A way to look at it is the following: You want to learn about something, and to that goal you set up some learning experiences (or experiments ...). If you already knew everything about this topic, you are able to always predict perfectly, so are never surprised. Then you never get new experience, so do not learn anything new (but you know everything already---there is nothing to learn, so that is OK). In the more typical situation that you are confused, not able to predict perfectly, there is a learning opportunity! This leads to the idea that we can measure the "amount of possible learning" by the expected surprise, that is, entropy. So, maximizing entropy is nothing other than maximizing opportunity for learning. That sounds like a useful concept, which could be useful in designing experiments and such things.
A poetic example is the well known
Wenn einer eine reise macht, dann kann er was erzählen ...
One practical example: You want to design a system for online tests (online meaning that not everybody gets the same questions, the questions are chosen dynamically depending on previous answers, so optimized, in some way, for each person).
If you make too difficult questions, so they are never mastered, you learn nothing. That indicates you must lower the difficulty level. What is the optimal difficulty level, that is, the difficulty level which maximizes the rate of learning? Let the probability of correct answer be $p$. We want the value of $p$ that maximizes the Bernoulli entropy. But that is $p=0.5$. So you aim to state questions where the probability of obtaining a correct answer (from that person) is 0.5.
Then the case of a continuous random variable $X$. How can we be surprised by observing $X$? The probability of any particular outcome $\{X=x\}$ is zero, the $-\log p$ definition is useless. But we will be surprised if the probability of observing something like $x$ is small, that is, if the density function value $f(x)$ is small (assuming $f$ is continuous).
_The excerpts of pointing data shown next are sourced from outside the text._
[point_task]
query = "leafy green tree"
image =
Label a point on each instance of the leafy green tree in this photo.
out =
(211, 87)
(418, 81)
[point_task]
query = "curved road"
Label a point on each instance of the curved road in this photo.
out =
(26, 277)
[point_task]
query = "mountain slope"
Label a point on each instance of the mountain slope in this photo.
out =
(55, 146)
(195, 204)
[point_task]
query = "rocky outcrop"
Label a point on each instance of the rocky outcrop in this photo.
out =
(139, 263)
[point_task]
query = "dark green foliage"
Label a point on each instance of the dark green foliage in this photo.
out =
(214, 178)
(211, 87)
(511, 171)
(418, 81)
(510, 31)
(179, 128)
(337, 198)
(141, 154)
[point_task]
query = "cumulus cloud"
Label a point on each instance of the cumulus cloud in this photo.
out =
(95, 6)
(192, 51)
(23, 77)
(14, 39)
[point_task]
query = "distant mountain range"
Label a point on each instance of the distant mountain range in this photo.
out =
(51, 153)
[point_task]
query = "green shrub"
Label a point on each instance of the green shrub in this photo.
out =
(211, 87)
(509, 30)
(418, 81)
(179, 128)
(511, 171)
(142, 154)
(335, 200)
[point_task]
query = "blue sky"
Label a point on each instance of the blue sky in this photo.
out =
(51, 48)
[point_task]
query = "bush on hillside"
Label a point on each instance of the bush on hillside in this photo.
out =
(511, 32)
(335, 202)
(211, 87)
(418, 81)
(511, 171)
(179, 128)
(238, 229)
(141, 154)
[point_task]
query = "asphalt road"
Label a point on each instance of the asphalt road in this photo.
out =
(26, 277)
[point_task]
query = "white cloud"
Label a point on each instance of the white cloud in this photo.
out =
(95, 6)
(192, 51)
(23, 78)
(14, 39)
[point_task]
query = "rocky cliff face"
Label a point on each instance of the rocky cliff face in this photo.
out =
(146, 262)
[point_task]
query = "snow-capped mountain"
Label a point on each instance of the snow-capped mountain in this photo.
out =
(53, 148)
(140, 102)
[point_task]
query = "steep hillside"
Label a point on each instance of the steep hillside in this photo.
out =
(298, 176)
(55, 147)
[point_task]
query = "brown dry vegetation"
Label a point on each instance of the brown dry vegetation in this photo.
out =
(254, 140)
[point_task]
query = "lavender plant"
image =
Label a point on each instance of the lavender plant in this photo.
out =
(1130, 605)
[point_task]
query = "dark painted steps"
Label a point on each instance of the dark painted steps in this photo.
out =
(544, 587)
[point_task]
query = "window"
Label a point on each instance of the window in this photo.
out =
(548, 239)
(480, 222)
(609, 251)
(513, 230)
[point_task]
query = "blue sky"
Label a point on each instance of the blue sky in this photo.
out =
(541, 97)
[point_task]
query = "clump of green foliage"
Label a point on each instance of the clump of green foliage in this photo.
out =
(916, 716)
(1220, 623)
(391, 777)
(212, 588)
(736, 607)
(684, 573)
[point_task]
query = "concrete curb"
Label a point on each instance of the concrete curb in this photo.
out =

That leads to the definition
$$ \DeclareMathOperator{\E}{\mathbb{E}}
\text{Surprise}(x) = -\log f(x)
$$
With that definition, the expected surprise from observing $X$ is
$$
\E \{-\log f(X)\} = -\int f(x) \log f(x) \; dx
$$
that is, the expected surprise from observing $X$ is the differential entropy of $X$. It can also be seen as the expected negative loglikelihood.
But this isn't really the same as the first, event, case. Too see that, an example. Let the random variable $X$ represent the length of a throw of a stone (say in a sports competition). To measure that length we need to choose a length unit, since there is no intrinsic scale to length, as there is to probability. We could measure in mm or in km, or more usually, in meters. But our definition of surprise, hence expected surprise, depends on the unit chosen, so there is no invariance. For that reason, the values of differential entropy are not directly comparable the way that Shannon entropy is. It might still be useful, if one remembers this problem.
Best Answer
More entropy is less information.
If you choose a normal distribution as solution to some problem, but something else turns out the be the real answer, then possibly you did not have the correct information to solve the problem or you made the analysis incorrectly.
'being a better choice' is not a contradiction because you measure it differently in the two different cases.